実録風の企画物映画にしては芝居などがよくできている。by K. Hattori


 キワモノ映画です。でも僕、この手の映画って好きです。主人公のタカツカヒカル(高塚光)は実在の人物。ドラマ部分は三浦友和が演じますが、オープニングとエンディング、それに一部のシーンで本人が顔を見せます。高塚光氏は朝日ワンテーママガジン「オカルト徹底批判」で呉智英氏と対談をしています。僕は偶然この対談記事を読んでいたので、この映画はすごく面白かったです。ちなみに脚本が「シナリオ」誌に掲載されていて、これも読んでいました。

 広告代理店に勤めるごく普通のサラリーマン・タカツカは、重病の母を不思議な力で治癒させてしまう。その後タカツカは食堂のスプーンを曲げたり戻したり、なくなった書類を探し当てたりする力が備わったことに気がつく。タカツカが病気を治すと聞いて、続々と彼のもとを訪れる難病患者たち。やがて彼の生活は、この能力によって大きく変わって行く。

 映画はこの不思議な能力が突然身に付いてしまった主人公と、その妻の戸惑いを中心に描きます。妻を演じた原田美枝子がすごくよかった。自分が知っている夫とは違う何かに変貌してゆくタカツカを見守るしかない妻の恐れと、生活をかき回されるいらだち。そんな複雑な心の動きをきちんと演じていた。まぁこれは脚本の力でもあるけれど。患者のひとりとして丹波哲郎が登場しますが、これも短いシーンながら実に印象的でした。フランキー堺が主人公の勤める代理店の社長役で登場しますが、これはちょっとミスキャスト。ただし、このキャスティングの由来は映画の最後で説明されています。

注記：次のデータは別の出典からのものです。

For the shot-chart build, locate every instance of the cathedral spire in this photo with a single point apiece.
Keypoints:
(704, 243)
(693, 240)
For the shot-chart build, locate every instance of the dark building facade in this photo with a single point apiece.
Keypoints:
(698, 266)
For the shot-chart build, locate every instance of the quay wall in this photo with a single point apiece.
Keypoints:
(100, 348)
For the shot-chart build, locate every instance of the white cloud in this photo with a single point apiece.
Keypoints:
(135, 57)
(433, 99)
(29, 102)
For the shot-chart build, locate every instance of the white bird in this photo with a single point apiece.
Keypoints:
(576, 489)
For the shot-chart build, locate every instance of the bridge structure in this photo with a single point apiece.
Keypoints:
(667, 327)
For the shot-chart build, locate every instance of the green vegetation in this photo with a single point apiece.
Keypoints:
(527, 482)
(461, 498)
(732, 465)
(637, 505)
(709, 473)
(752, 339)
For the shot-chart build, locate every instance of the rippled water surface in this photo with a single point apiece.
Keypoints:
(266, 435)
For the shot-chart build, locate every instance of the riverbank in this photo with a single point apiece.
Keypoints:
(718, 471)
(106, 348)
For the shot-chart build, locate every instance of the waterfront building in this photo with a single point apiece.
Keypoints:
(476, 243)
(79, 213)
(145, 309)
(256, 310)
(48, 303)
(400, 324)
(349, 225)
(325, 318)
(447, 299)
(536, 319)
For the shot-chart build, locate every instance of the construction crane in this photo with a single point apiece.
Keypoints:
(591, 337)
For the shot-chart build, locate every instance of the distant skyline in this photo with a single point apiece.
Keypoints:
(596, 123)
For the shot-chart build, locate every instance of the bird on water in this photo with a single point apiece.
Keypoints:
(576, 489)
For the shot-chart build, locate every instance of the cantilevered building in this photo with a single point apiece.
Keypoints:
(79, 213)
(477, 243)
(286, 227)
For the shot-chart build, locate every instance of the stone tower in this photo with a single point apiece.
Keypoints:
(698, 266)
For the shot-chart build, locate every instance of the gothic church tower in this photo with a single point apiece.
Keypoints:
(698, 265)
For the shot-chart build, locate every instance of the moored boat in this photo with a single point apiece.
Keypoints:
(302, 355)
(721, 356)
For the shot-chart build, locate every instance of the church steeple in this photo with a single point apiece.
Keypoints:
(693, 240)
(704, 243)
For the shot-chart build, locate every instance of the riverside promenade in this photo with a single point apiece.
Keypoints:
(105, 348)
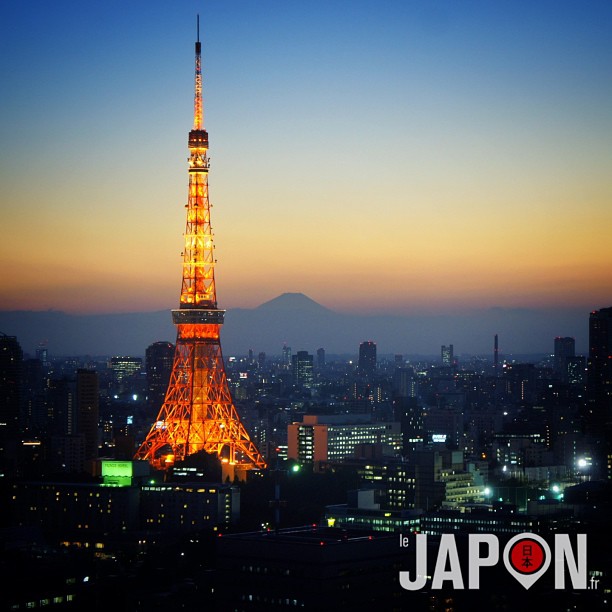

 内容はどこまでが実話でどこからがフィクションなのかわからないところがあり、それが一種のうさん臭さを漂わせている。例えとして適当かどうかはわからないけれど、オリバー・ストーンの『JFK』に感じたのと同じうさん臭さと形容してもいいかもしれない。ただ、この映画は「超能力がある・ない」といった意味でのメッセージを発しているわけではなく、あくまでも「不思議な能力を心ならずも身につけてしまった男の葛藤」を中心に据えることでドラマとして成立している。完全なフィクションとしてみても、そこそこ面白いかもしれません。

 映画は主人公の能力を中国の気功と同じものと解釈している。主人公の病気治癒能力は、彼が患者の事故回復能力を100%発揮させることで得たものだと説明している。その解釈があっているものか間違っているものかは別として、少なくともこの映画を作ったスタッフや俳優たちが極めて真面目な気持ちでこの映画を作ったという姿勢だけは伝わってきました。この映画はキワモノ・イロモノ映画ですが、前記の呉智英氏との対談で高塚光氏自身が「僕はこの能力を色もの、キワモノと公言してはばかりません」と言っていることだし、まぁだまされたと思って思って観てみるのも悪くないかもしれませんよ。